Let’s start with the assumption that no one thinks mass shootings are a good thing. Starting the conversation from a place of good intention is helpful when grappling with issues weighed down by historical context and ideological divide. The public debate around guns in America rarely starts from that place, and never ends there. The place where the gun debate ultimately ends is a fascinating case study in framing.
First, some recent history.
On July 20, 2012, James Holmes opened fire on a crowded movie theater in Aurora, killing 12 and wounding 70 others. Six months later, Adam Lanza fatally shot 20 kids at Sandy Hook. Six months after that Dylann Roof killed nine people at the Emanuel AME Church in Charleston. Almost exactly a year later, Omar Mateen killed 49 at the Pulse Nightclub in Orlando, making it the scene of the deadliest mass shooting in American history. That distinction barely lasted a month, when Stephen Paddock became the deadliest mass shooter in American history, killing 58 in Las Vegas. A month later, Devin Patrick Kelley walked into the First Baptist Church in Sutherland Springs, Texas, and murdered 26. And of course, just a few weeks ago, 17 died in Stoneman Douglas High School at the end of Nicholas Cruz’s AR-15 assault rifle.
These events, not to mention the far more frequent gun violence in America’s cities, seem to carry with them the same mundane ritual as the one that came before. Our leaders offer their thoughts and prayers, and Americans take their sides in the gun debate. Those who champion gun reforms in America seek to transform the outrage into action. But why hasn’t it stuck? The answer lies, at least in part, in message framing by the other side.
After Aurora, while gun reform activists publicly called for a ban on the kinds of guns and high-capacity magazines used in the shooting, the public dialogue turned quickly to mental health. The shooter even presented himself to a jury as mentally incompetent, which the court rejected, but it didn’t stop the public debate from focusing on mental health services.
Six months later as the nation struggled to comprehend what happened in Newtown, and level-headed people everywhere thought for sure, this time, we will do something about guns, the NRA’s Wayne LaPierre declared that the threat came from “people so deranged, so evil, so possessed by voices and driven by demons that no sane person can possibly ever comprehend them,” doubling down on its message that we should do everything we can to restrict gun access to the mentally impaired, even as they declined to support legislation in Colorado that sought to do just that.
Then came Charleston, where members of a Bible study group welcomed a stranger into their house of worship, who would open fire on them minutes later. Roof was found to be another emotionally unstable individual, as pictures surfaced on the internet portraying him as a violent white separatist.

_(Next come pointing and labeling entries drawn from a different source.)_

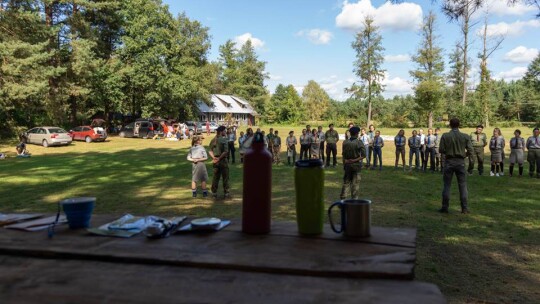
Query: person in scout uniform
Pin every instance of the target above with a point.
(496, 146)
(439, 161)
(197, 156)
(479, 141)
(455, 146)
(533, 155)
(322, 139)
(332, 137)
(369, 152)
(270, 141)
(400, 141)
(276, 145)
(378, 144)
(414, 149)
(353, 153)
(291, 143)
(348, 133)
(517, 150)
(364, 138)
(430, 151)
(219, 151)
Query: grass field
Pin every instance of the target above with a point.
(489, 256)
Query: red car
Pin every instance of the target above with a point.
(88, 134)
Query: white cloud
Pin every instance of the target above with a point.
(275, 77)
(316, 36)
(513, 74)
(502, 8)
(521, 54)
(400, 16)
(397, 58)
(510, 29)
(396, 86)
(242, 39)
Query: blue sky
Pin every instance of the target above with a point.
(304, 40)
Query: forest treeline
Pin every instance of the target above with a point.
(62, 62)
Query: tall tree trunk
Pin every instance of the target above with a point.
(465, 49)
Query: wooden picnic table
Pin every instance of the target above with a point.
(221, 267)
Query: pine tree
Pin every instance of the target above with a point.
(368, 64)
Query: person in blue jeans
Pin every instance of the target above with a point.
(378, 144)
(414, 149)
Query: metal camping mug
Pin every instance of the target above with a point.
(355, 217)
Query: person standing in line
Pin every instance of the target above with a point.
(479, 141)
(378, 144)
(364, 138)
(414, 149)
(197, 156)
(533, 154)
(276, 146)
(315, 145)
(496, 146)
(231, 136)
(291, 148)
(455, 146)
(219, 151)
(439, 160)
(322, 139)
(332, 138)
(430, 151)
(246, 143)
(353, 152)
(422, 146)
(347, 133)
(517, 151)
(369, 152)
(400, 141)
(269, 140)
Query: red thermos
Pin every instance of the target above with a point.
(257, 195)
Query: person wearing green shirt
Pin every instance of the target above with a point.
(479, 141)
(353, 152)
(219, 152)
(332, 137)
(455, 146)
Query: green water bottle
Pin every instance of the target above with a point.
(309, 185)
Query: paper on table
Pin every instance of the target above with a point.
(39, 224)
(10, 218)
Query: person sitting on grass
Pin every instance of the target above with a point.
(197, 155)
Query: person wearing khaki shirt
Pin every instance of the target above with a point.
(479, 141)
(455, 146)
(533, 155)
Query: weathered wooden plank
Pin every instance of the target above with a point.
(28, 280)
(282, 252)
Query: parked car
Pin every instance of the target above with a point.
(88, 134)
(47, 136)
(144, 128)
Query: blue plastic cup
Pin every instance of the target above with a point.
(78, 211)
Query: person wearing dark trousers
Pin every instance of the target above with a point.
(231, 135)
(430, 151)
(332, 137)
(479, 141)
(533, 154)
(369, 153)
(422, 146)
(322, 139)
(455, 146)
(305, 144)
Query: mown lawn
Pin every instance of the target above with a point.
(491, 255)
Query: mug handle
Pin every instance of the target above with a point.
(340, 206)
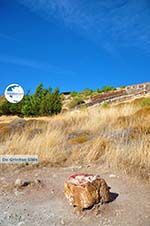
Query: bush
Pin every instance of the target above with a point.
(42, 102)
(145, 102)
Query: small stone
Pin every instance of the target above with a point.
(18, 183)
(62, 222)
(22, 223)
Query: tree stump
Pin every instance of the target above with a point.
(85, 190)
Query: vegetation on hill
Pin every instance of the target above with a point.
(43, 102)
(116, 135)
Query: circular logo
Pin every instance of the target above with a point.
(14, 93)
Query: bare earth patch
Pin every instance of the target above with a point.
(47, 205)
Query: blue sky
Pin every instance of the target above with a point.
(74, 44)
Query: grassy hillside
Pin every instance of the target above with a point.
(117, 135)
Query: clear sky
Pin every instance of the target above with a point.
(74, 44)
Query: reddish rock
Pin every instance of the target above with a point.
(85, 190)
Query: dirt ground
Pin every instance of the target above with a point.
(45, 204)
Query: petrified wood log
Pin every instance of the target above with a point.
(85, 190)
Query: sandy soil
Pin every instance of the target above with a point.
(46, 205)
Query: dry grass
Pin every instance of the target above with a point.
(117, 135)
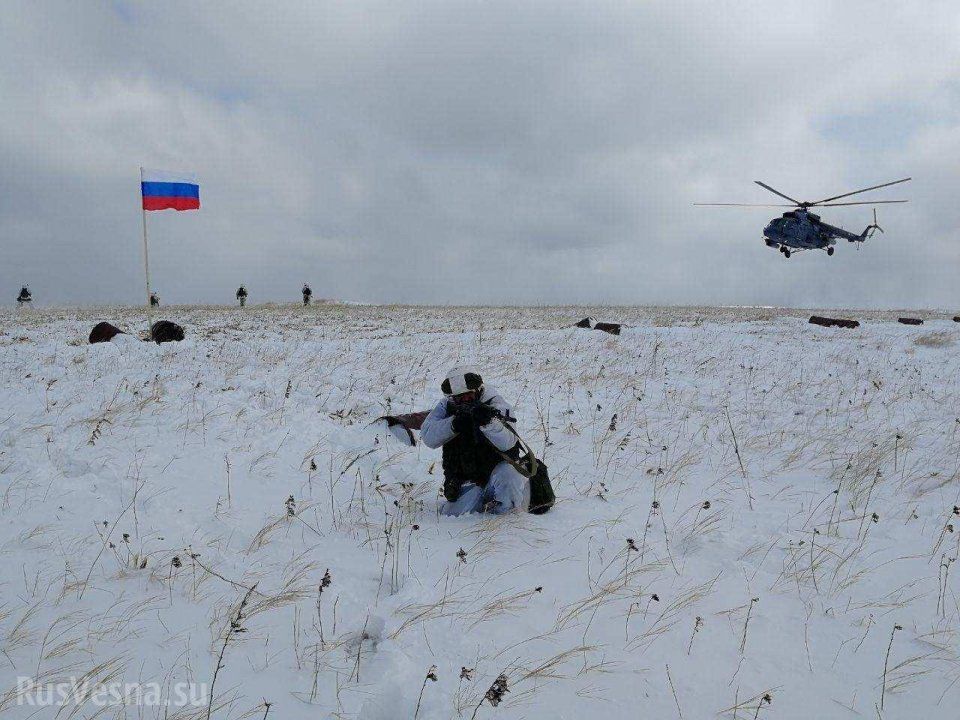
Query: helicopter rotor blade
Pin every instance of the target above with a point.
(863, 202)
(777, 192)
(857, 192)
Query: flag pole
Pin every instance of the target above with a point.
(146, 251)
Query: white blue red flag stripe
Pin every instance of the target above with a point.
(169, 191)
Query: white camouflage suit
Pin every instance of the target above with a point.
(507, 490)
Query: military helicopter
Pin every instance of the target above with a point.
(800, 229)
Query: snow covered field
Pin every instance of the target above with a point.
(756, 518)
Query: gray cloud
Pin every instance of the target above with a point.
(476, 152)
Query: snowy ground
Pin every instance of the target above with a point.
(790, 492)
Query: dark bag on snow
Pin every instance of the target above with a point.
(542, 496)
(166, 331)
(104, 332)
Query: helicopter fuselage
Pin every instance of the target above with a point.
(803, 230)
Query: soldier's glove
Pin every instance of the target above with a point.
(483, 414)
(462, 420)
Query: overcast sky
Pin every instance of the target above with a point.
(478, 152)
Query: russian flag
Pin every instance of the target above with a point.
(169, 191)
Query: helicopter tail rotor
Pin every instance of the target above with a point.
(871, 229)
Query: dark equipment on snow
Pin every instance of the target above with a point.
(833, 322)
(800, 229)
(542, 497)
(612, 328)
(165, 331)
(588, 323)
(104, 332)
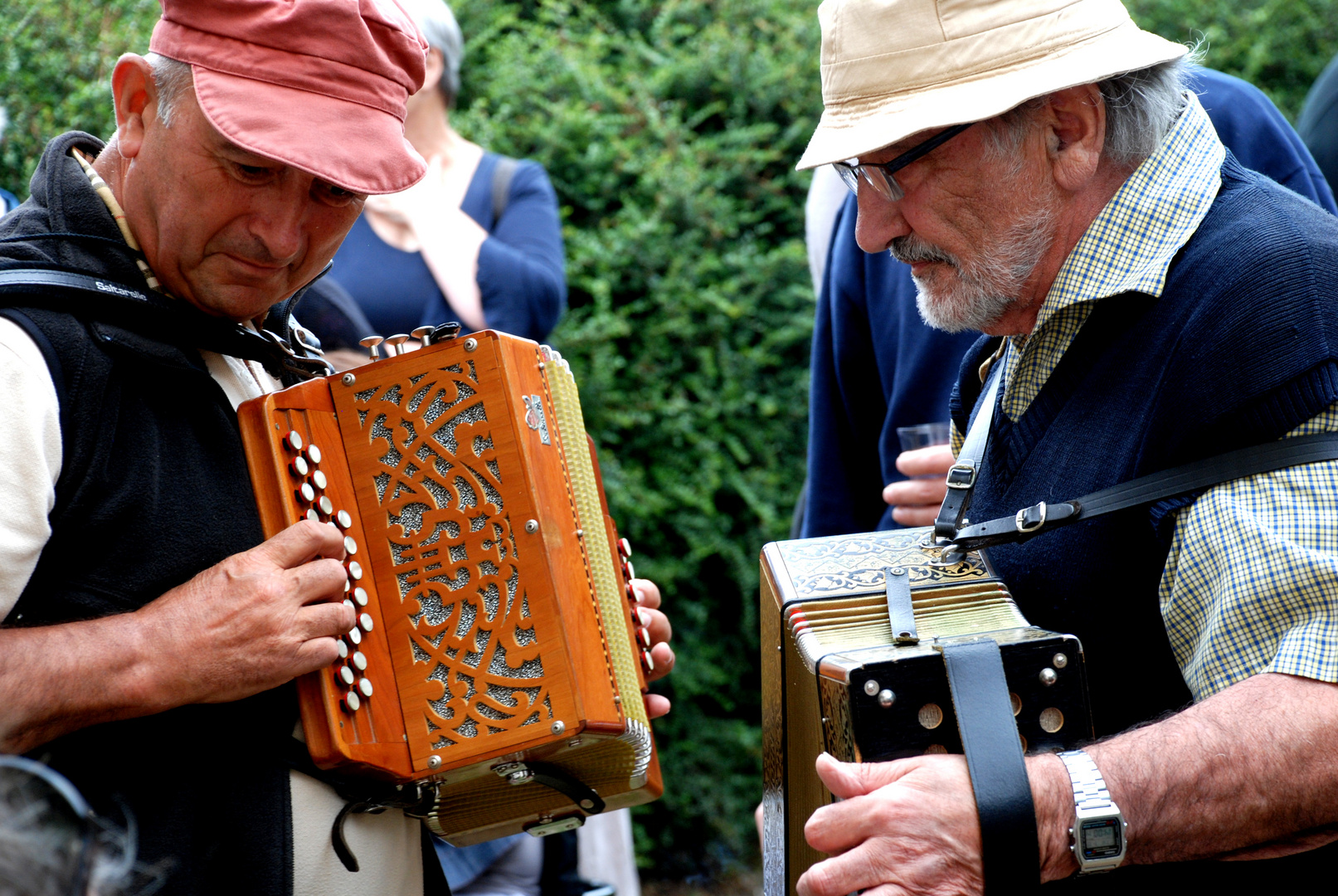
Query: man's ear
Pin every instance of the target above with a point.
(1076, 122)
(134, 94)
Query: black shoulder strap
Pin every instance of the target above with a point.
(502, 175)
(1030, 522)
(142, 310)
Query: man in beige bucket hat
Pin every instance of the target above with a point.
(1147, 303)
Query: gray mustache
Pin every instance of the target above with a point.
(910, 249)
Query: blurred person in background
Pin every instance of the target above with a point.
(877, 365)
(1318, 122)
(477, 241)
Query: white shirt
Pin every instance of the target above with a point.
(387, 845)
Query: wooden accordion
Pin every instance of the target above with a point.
(495, 642)
(836, 679)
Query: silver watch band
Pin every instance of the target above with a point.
(1088, 786)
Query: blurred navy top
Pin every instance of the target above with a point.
(522, 272)
(877, 365)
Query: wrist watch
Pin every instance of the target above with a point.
(1097, 834)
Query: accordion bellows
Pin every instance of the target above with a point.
(494, 621)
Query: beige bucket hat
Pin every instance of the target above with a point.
(897, 67)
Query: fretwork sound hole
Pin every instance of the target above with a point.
(454, 558)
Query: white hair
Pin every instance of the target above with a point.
(170, 79)
(1141, 109)
(438, 24)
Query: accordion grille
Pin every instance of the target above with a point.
(609, 598)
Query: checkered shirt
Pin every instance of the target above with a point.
(1251, 581)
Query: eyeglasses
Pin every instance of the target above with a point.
(879, 174)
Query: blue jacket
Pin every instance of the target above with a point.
(875, 365)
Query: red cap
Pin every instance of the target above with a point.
(319, 85)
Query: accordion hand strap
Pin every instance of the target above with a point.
(1146, 489)
(985, 720)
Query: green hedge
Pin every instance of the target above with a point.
(669, 130)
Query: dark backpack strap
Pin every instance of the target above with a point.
(1030, 522)
(145, 312)
(502, 175)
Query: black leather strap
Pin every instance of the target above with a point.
(961, 476)
(901, 613)
(1030, 522)
(995, 760)
(146, 312)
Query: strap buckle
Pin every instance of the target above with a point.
(1029, 519)
(962, 474)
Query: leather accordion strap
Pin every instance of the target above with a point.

Almost immediately, Republican leaders, including South Carolina’s governor, called for the removal of the Confederate Flag from State House grounds, shifting the public debate away from gun access and toward racism.
The debate following the Pulse Nightclub shooting was hijacked by debate over the TSA’s No Fly list, a subject that is barely on the periphery in terms of its contributions to gun violence in this country, but that magically found its way to dominate the debate on the floors of Congress.

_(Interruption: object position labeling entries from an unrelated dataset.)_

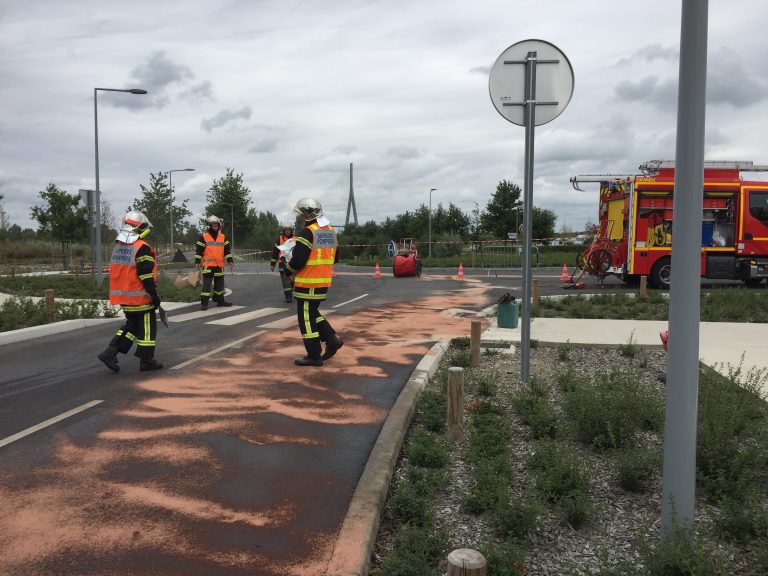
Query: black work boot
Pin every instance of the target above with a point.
(150, 364)
(332, 346)
(307, 361)
(109, 357)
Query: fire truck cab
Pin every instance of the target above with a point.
(635, 229)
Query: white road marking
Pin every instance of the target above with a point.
(216, 351)
(350, 301)
(246, 316)
(288, 321)
(200, 313)
(49, 422)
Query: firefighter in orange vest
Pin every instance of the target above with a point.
(279, 258)
(133, 286)
(311, 264)
(212, 252)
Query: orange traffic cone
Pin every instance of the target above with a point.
(664, 335)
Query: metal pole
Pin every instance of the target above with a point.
(430, 221)
(170, 208)
(96, 258)
(530, 124)
(99, 257)
(679, 481)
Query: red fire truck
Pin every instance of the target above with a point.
(634, 233)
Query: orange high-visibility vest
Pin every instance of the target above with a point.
(282, 240)
(317, 272)
(125, 287)
(213, 254)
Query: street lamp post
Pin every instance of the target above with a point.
(98, 190)
(232, 219)
(430, 221)
(170, 207)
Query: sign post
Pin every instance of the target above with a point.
(515, 83)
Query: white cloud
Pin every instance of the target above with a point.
(289, 93)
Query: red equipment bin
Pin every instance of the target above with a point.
(406, 260)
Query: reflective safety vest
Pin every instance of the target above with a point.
(125, 287)
(317, 272)
(213, 254)
(283, 239)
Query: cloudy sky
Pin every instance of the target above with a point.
(290, 92)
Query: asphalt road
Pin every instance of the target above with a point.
(231, 460)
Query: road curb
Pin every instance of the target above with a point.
(357, 537)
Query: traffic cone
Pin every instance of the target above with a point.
(664, 335)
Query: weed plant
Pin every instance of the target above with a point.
(17, 313)
(723, 305)
(535, 410)
(610, 410)
(636, 468)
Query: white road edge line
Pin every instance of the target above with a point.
(349, 301)
(50, 421)
(219, 349)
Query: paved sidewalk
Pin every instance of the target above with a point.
(721, 344)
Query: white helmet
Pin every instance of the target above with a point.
(133, 226)
(309, 208)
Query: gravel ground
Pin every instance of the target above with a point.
(621, 517)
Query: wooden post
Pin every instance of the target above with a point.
(474, 344)
(466, 562)
(50, 305)
(455, 403)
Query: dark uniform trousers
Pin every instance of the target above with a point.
(287, 281)
(314, 328)
(215, 275)
(141, 328)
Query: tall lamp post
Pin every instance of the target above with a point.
(430, 221)
(170, 207)
(232, 219)
(97, 200)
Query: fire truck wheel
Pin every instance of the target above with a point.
(661, 273)
(630, 279)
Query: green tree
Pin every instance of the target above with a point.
(229, 198)
(154, 204)
(503, 213)
(543, 223)
(60, 218)
(14, 233)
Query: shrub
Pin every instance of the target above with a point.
(426, 449)
(635, 469)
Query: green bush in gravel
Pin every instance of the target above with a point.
(432, 410)
(426, 449)
(609, 411)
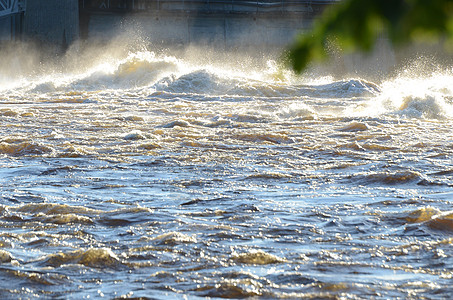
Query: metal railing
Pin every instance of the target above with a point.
(9, 7)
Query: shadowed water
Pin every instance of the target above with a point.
(154, 176)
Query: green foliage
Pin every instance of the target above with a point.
(353, 25)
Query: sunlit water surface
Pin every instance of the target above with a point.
(152, 176)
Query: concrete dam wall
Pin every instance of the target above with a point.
(221, 23)
(52, 21)
(226, 24)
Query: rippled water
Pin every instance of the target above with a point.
(147, 175)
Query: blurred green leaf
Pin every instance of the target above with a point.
(354, 25)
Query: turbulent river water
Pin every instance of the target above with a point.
(155, 176)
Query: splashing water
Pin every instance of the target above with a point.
(146, 174)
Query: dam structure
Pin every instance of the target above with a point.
(222, 23)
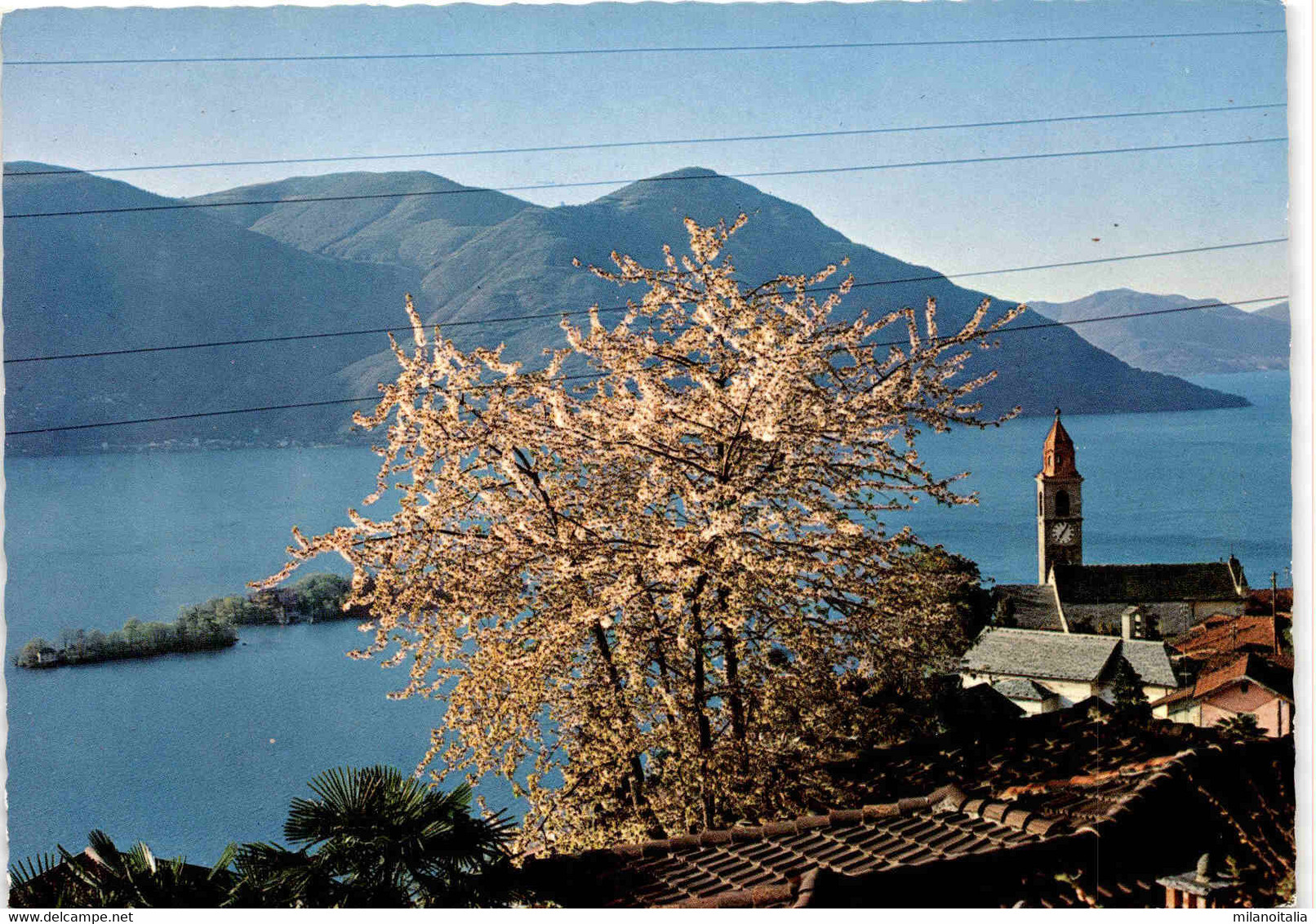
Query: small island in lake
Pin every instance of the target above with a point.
(200, 627)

Las Vegas brought us a national dialogue on bump stocks, a term that didn’t exist in the public mindset the day before that shooting, but nonetheless gripped the nation. After Southerland Springs, the debate centered around the shooter and domestic abuse, not the more systemic issue of gun access and proliferation. Now, in Parkland, something different seems to be happening with the rise of student activists, but still gun proponents are doing their best to make the debate about mental health, again.
Gun rights groups are masterful at reframing the debate around guns to focus on a relatively small contributor to a much bigger problem. It is classic reclassification of the problem. By doing so, they define the terms of the debate. This is no longer about combat grade assault weapons. It’s about terrorism, or the mentally ill, or racists, or wife beaters. Those are smaller arguments to have, and can be had on grounds that have nothing to do with guns. Further, if the problem is successfully redefined and gun control advocates fight on this newly drawn playing field, even if the NRA loses, they would have lost a much smaller battle.
As gun control advocates introduce legislation, and filibuster and stage sit-ins on the House floor to have the legislation considered, they are ceding the debate before they even file the bill. So when the next mass shooting occurs and we shake our heads and think “What is it going to take?”, consider the possibility that the answer might be to stop accepting the framing from the other side. Take a lesson from the teenage leaders in Florida, who will march this Saturday in active defiance of the persistent, strategic, and entirely intentional reframing that takes place after each one of these incidents.
Public dialogue is not held in a vacuum, and it is not shaped by accident. Recognizing the manipulation that goes into diverting our attention elsewhere is the first step to refusing to fall victim to it again. Reclaiming the public narrative is the next step. Watch Saturday as the nation’s young people do just that.